The ninth annual Los Angeles Queer Studies Conference, occurring on Oct. 19 and 20, is hosted by the UCLA Lesbian, Gay, Bisexual, and Transgender Studies department, and brings graduate students and university academics together to share their work in that area.
“(The conference) provides a forum for people to present their works so graduate students and scholars can meet each other and participate in discussion,” said James A. Schultz, director of LGBT studies at UCLA.
Schultz added that this conference, which originally started in 1999 and involves graduate students, is the only annual academic conference in the country in this field.
The conference will include keynote speaker sessions and a number of discussion and plenary panels, each focused on a specific part of queer studies. These topics include sexual orientation law and public policy, queer culture, political theory, cinema, and citizenship, among many others.
The conference will conclude with a play by the theater group Slippage titled “Queer Theory! An Academic Travesty.”
While UCLA faculty members are mostly involved in moderating discussions, some UCLA graduate students are presenting their research work at the conference.
The moderators and presenters come from many different academic backgrounds including English, film, musicology, religion, philosophy and chemistry.
David Gorshein, a doctoral student in theater, is on a panel called Performance Politics to discuss his paper about queer utopia. Gorshein’s research is based on a movie called “The Bubble,” about the love between an Israeli man and a Palestinian man living in Tel Aviv.
Gorshein’s paper imagines a queer utopia isolated from the current political climate so that such a relationship between men from opposite sides of a political conflict can still exist.
He argues in his paper that the film presents a “secular, politically progressive state,” Gorshein said.
Another working paper to be presented is “Diagnosing Melanctha’s Blues,” which is part of the dissertation of Sam See, a doctoral candidate in English.
See’s work looks at the scientific knowledge of the early 20th century, which linked feelings with physical characteristics, such as race or sexuality.
In Gertrude Stein’s work “Three Lives,” Melanctha is a queer woman and a mulatta, a woman of black and white racial mixture, who is emotionally melancholy.
According to See’s research, early 20th century science would link her psychological blueness to her mixed racial and sexual identities.

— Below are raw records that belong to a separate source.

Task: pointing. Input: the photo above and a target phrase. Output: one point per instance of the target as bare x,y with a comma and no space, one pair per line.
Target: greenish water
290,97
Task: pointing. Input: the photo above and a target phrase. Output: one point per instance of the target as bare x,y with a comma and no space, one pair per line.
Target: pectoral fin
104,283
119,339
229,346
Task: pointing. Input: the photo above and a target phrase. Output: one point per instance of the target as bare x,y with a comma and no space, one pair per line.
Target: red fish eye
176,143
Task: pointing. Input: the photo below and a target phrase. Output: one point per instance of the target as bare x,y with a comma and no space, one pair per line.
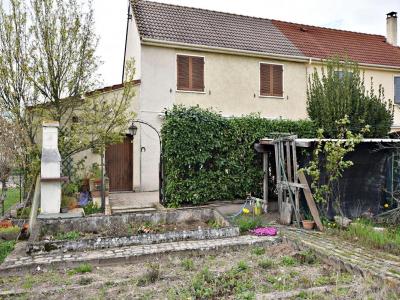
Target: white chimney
391,28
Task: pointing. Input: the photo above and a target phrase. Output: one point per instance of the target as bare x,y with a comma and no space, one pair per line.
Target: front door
119,165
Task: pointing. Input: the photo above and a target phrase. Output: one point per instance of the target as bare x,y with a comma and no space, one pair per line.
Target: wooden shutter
190,73
265,80
271,80
277,78
197,73
183,72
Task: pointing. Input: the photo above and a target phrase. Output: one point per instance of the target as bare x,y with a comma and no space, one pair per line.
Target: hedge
209,157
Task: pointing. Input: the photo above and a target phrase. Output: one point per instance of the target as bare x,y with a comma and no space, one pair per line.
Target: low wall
99,223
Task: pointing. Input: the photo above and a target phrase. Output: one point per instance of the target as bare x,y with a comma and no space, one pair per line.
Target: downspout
126,39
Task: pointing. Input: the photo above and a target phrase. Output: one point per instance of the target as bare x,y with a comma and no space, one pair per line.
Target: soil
172,277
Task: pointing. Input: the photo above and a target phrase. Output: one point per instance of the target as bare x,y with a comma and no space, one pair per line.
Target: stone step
122,209
129,254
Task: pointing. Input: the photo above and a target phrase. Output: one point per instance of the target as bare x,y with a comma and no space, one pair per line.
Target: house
237,65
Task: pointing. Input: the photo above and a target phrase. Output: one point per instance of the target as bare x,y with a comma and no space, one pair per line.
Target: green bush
5,249
331,97
208,157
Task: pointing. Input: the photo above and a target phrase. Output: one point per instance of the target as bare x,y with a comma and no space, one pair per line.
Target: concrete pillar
50,201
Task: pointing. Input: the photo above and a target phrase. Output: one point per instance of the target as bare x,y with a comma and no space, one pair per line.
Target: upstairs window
271,80
190,72
397,89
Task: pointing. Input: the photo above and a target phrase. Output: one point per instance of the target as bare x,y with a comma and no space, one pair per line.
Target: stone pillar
50,201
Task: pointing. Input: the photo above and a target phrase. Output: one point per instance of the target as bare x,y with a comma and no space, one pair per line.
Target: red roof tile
319,42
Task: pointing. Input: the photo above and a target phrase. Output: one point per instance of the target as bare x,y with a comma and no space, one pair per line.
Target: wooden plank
278,175
310,201
288,162
266,173
296,176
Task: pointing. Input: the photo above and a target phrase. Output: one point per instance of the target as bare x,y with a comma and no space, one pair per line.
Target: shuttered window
271,80
397,90
190,73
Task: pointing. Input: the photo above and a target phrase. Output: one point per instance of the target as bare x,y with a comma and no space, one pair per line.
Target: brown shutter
197,73
183,72
265,80
277,76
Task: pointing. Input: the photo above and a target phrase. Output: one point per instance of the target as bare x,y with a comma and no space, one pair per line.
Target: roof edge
197,47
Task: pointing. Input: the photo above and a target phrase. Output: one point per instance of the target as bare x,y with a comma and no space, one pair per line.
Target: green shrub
288,261
258,251
331,97
5,249
81,269
265,263
208,157
91,209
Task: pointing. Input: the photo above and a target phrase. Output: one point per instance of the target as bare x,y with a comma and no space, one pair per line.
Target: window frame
176,73
259,80
394,90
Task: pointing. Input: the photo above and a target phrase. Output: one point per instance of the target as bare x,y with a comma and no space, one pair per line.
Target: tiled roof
166,22
210,28
321,42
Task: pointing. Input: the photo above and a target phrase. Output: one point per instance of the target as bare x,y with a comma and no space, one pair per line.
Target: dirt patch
241,274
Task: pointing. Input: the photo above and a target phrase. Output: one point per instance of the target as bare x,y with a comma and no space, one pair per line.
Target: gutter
222,50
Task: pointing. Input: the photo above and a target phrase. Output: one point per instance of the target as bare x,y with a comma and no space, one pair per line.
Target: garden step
341,253
129,254
124,209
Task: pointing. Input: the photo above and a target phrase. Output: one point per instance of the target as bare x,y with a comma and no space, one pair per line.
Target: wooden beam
310,201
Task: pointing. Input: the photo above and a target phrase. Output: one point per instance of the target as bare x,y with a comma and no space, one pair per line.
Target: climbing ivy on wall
209,157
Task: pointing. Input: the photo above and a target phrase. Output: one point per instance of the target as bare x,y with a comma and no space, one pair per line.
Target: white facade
231,88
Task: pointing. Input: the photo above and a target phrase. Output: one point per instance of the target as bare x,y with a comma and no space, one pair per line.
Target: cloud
356,15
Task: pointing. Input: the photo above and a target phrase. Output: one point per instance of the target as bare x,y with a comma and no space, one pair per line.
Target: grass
12,198
363,233
188,264
70,236
5,249
246,223
81,269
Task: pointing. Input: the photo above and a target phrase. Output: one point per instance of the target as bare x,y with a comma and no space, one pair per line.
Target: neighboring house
237,65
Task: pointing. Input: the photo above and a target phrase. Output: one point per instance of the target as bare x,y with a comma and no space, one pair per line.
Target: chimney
391,28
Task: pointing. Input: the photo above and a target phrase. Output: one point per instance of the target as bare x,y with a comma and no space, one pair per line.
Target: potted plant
69,200
308,222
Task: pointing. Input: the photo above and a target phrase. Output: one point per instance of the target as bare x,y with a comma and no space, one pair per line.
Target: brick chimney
391,28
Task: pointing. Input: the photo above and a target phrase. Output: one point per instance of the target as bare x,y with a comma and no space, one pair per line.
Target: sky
367,16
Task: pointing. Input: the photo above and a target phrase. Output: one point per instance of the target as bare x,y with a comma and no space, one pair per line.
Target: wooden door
119,165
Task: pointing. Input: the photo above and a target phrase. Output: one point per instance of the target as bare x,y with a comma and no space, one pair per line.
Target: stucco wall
231,87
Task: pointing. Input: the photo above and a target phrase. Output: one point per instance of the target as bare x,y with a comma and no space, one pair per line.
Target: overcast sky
357,15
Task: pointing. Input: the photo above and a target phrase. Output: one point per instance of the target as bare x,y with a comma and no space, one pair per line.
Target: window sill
272,97
190,92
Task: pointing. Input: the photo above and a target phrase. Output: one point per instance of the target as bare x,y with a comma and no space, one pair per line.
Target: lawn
12,198
229,274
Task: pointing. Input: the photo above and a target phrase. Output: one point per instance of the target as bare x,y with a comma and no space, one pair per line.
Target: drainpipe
126,40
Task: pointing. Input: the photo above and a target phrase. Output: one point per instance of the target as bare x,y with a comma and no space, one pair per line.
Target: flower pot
308,225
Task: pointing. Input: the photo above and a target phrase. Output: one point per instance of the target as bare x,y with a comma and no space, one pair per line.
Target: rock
342,221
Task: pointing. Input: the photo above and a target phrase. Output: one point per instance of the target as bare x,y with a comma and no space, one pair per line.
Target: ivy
208,157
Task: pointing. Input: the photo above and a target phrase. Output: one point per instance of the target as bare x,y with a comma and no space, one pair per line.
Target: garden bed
101,232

This explanation would be contradictory to today’s idea of queerness as not a physical condition but a more fluid constructed state, See said.

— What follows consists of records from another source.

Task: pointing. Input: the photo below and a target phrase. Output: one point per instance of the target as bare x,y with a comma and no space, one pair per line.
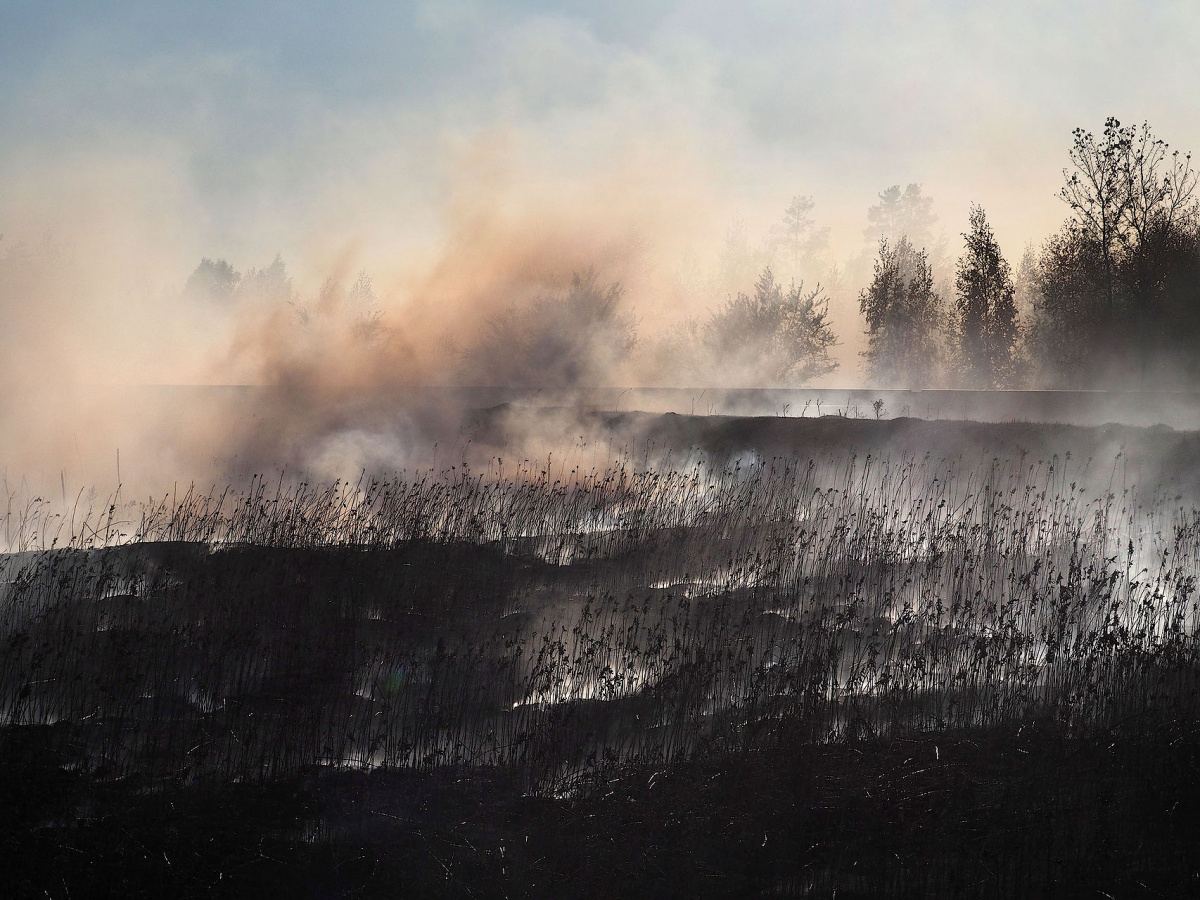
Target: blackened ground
1009,813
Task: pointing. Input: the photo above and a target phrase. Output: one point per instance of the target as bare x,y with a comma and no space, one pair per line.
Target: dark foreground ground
171,713
999,814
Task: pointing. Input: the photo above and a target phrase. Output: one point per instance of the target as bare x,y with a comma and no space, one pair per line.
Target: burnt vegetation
682,655
885,676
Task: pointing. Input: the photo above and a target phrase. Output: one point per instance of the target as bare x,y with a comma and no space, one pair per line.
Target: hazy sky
256,124
463,153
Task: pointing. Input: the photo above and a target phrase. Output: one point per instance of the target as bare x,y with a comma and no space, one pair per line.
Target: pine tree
904,317
987,307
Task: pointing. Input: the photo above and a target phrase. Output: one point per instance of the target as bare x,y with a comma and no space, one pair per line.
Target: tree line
1111,299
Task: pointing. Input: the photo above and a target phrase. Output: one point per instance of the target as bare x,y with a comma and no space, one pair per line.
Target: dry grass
564,622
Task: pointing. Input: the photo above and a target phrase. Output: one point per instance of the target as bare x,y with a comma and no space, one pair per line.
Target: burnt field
645,655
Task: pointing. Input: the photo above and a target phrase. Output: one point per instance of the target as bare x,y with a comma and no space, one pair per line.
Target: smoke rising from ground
471,161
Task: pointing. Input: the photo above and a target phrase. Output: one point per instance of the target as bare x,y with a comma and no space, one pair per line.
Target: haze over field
471,159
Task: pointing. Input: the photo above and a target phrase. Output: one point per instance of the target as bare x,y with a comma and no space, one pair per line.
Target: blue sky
255,126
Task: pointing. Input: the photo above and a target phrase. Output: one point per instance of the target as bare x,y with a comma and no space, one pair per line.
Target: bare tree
904,316
987,307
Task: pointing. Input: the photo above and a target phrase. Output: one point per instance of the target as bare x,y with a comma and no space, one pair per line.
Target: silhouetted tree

While scholars like See and Gorshein are there to present their works, they are also engaging in mutual conversation with other members of the panel and getting feedback.
“(You, the scholar) can get a register of how responsive people are to your work,” See said.
Gorshein said he hopes an altered version of the paper could eventually become a part of his dissertation.
“My work in theater arts aligns itself well with the work at the conference,” Gorshein said.